Bolsonaro é o culpado pelos assassinatos de Bruno e Dom

junho 16, 2022

Dói na alma assistir o vídeo de Bruno Pereira entoando cânticos indígenas no meio da floresta. Um dos mais talentosos indigenistas do país, dedicado na defesa dos povos originários, especialista em povos isolados, foi exonerado pela chefia da Fundação Nacional do Índio (Funai) em 2019 por fazer seu trabalho com excelência: ter coragem de conduzir uma operação que expulsou centenas de garimpeiros da Terra Indígena Yanomami, em Roraima. Naquele tempo, Bolsonaro já defendia garimpeiros em Terras Indígenas e, algum tempo depois, chegou a visitar uma região de garimpo ilegal na Terra Indígena Raposa Serra do Sol, no município de Uiramutã, também em Roraima.

Por: Jeferson Choma

Desde o último dia 5 de junho, Bruno e o jornalista inglês Dom Phillips, colaborador do jornal The Guardian, desapareceram no Vale do Javari, na Amazônia, quando faziam o trajeto entre a comunidade Ribeirinha São Rafael até a cidade de Atalaia do Norte. Nesta quarta-feira, 15, a polícia anunciou a solução do caso. Ambos foram barbaramente executados e tiveram os corpos decepados e incendiados por Amarildo da Costa de Oliveira, conhecido como Pelado, e por Ozinei da Costa Oliveira, que confessou o crime. As mortes do jornalista e do indigenista foram confirmadas na noite do dia 15 de junho por todas as organizações indígenas.

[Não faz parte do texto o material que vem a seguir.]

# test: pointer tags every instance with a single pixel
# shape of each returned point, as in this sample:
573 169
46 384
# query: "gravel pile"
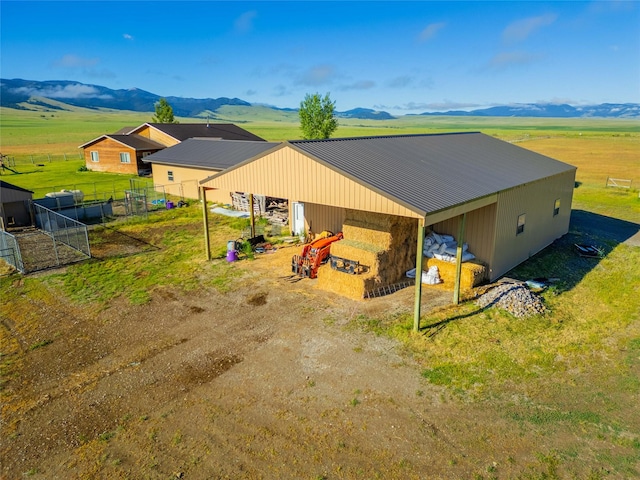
516 299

Bruno ajudava uma equipe de vigilância da União dos Povos Indígenas do Vale do Javari (Univaja) a vigiar seu território. Ajudava no treinamento com drones, no georreferenciamento, no uso de imagens de satélites para que os indígenas pudessem documentar a invasão de seu território por garimpeiros, traficantes, caçadores e pescadores ilegais. Ajudou a produzir documentos com relatos de invasão, apontando a presença de grupos armados, denunciando ameaças e até ataques a tiros contra indígenas.

Um relatório com tudo isso foi entregue ao Ministério Público Federal de Tabatinga, à Força de Segurança Nacional, sediada na região, e à própria Funai. O documento chegou até mesmo a mencionar o nome de Pelado.

Indígenas protestam contra desaparecimento de Bruno e Dom, em Atalaia do Norte (AM)

Há dois anos e meio, Maxciel Pereira dos Santos, colaborador da Funai em Tabatinga, foi assassinado por pistoleiros na frente da família. Bruno assinou um ofício com outros dez servidores encaminhado à Defensoria Pública da União (DPU) para denunciar o assassinato e oito ataques a tiros no Vale do Javari (AM). Na época, Adelson Korá Kanamary, coordenador da Associação Kanamary do Vale do Javari (Akavaja), disse ao Conselho Indigenista Missionário (Cimi): “O problema mais grave que nós enfrentamos aqui no Vale do Javari, agora, não são nem as invasões. São as ameaças de morte.”

Todos sabiam que novas execuções seriam uma questão de tempo. E a razão foi explicada pelo próprio ofício assinado por Bruno: o desmonte da Funai, os sucessivos cortes orçamentários e o enfraquecimento da fiscalização que atiçaram os criminosos. “Antes, os invasores se evadiam ao avistar as equipes [de vigilância]. Nos últimos anos, porém, a realidade passou a mudar de forma gradativa, caracterizada pela presença cada vez maior de audácia e violência“, citava o documento entregue à DPU.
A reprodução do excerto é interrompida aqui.